Autor:  robhosailor [ 23 lut 2018, o 12:53 ]
Tytuł:  Re: Oyster Yachts

-O- napisał(a):
Dlaczego żałujesz, że Oyster nie upadł wcześniej?
Zwrot retoryczny. A wygląda na to, że miał ku temu powody. A może wyszłoby taniej?
Oyster Poślizgnął się wszak nie tylko na ostatniej prostej, ale jak zwykle, upadek firmy sprowokowany został przez ciąg zdarzeń i błędów w zarządzaniu. Czy urwany balast, to przypadek? No, raczej nie. Czy produkcja niższej jakości jachtów na trzech kontynentach, to przypadek? To niestety typowe i nie widzę w tym niczego dziwnego, ani przypadkowego, abym miał współczuć kierownictwu, które nie tworzy firmy.

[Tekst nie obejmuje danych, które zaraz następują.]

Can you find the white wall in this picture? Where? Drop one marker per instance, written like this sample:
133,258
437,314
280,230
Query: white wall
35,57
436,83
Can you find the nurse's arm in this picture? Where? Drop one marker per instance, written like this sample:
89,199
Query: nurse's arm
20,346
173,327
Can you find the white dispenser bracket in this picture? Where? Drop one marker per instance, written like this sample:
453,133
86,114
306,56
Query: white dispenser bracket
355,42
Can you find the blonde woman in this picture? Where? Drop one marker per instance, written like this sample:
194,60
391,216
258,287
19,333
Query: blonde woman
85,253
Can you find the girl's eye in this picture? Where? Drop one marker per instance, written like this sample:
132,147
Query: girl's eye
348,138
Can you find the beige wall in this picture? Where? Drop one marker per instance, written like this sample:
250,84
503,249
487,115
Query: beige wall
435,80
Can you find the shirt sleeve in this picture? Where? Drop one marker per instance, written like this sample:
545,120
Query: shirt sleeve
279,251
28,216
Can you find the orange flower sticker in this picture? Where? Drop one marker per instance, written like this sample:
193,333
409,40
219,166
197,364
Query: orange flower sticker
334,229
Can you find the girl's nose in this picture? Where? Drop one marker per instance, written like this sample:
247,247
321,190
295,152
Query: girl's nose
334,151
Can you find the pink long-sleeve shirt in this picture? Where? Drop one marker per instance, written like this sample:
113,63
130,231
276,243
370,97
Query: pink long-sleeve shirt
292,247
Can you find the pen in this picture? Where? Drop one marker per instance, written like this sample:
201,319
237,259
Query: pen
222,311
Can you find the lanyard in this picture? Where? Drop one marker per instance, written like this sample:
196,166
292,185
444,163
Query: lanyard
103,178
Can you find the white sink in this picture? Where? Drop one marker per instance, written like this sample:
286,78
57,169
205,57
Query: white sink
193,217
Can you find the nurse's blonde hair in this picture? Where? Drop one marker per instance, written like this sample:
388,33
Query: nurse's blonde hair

Autor:  Były user [ 23 lut 2018, o 13:17 ]
Tytuł:  Re: Oyster Yachts

-O- napisał(a):
Problem jednak polega na tym, że w obliczu niewypłacalności spółki jej zarząd ma obowiązek ogłosić upadłość. Niedopełnienie tego obowiązku grozi również odpowiedzialnością karną.
Powiedz co zarząd miał (Twoim zdaniem) zrobić w sytuacji gdy firma nie miała w banku tych milionów?


W tym wypadku działanie na szkodę spółki zaczęło się IMHO dużo wcześniej. To raz. Dwa niewypłacalność związana była z utworzeniem rezerwy obowiązkowej na ewentualne zobowiązania związane z roszczeniami - skoro ją utworzono i wykazano w bilansach - gdzie są te środki?

Ad meritum - nie polemizuję na temat obowiązków zarządu w Wielkiej Brytanii czy Holandii tylko w kwestii tego co napisałeś, a ja zacytowałem. Otóż ocena moralna tego wszystkiego jest według mnie jak najbardziej możliwa, uprawniona i wskazana wręcz.

Autor:  -O- [ 23 lut 2018, o 13:39 ]
Tytuł:  Re: Oyster Yachts

Yigael napisał(a):
Otóż ocena moralna tego wszystkiego jest według mnie jak najbardziej możliwa, uprawniona i wskazana wręcz.

Dla toczenia dyskusji na temat pana X czy Y z zarządu firmy, oczywiście że jest taka dyskusja możliwa. Jest też uprawniona pod warunkiem jednak, że dyskusja nie narusza dóbr osobistych członów zarządu. Ale to czy jest wskazana wręcz, śmiem wątpić. W sensie, że ja w takiej dyskusji uczestniczył nie będę. Podobnie jak nie uczestniczę w innych dyskusjach dotyczących błędów popełnionych przez ludzi których nie znam. Z tymi których znam rozmawiam jak kumpel z kumplem, patrząc sobie w oczy.
Piszę o tym dlatego, że Internet nie powinien być miejscem do zoomów o błędach ludzi nam obcych. Takie dyskusje często przeradzają się w obrzucanie błotem przez jednych i obrońców obrzucanego. Fatalne jest to jak łatwo ludzie schodzą do poziomu rynsztoku myśląc, że zachowują anonimowość tylko dlatego, że nie patrzą rozmówcy w oczy.
Chodzi mi głównie o to, żeby ten temat "Oyster Yachts" nie wymknął się spod kontroli i żeby nie wylądował w "politycznych".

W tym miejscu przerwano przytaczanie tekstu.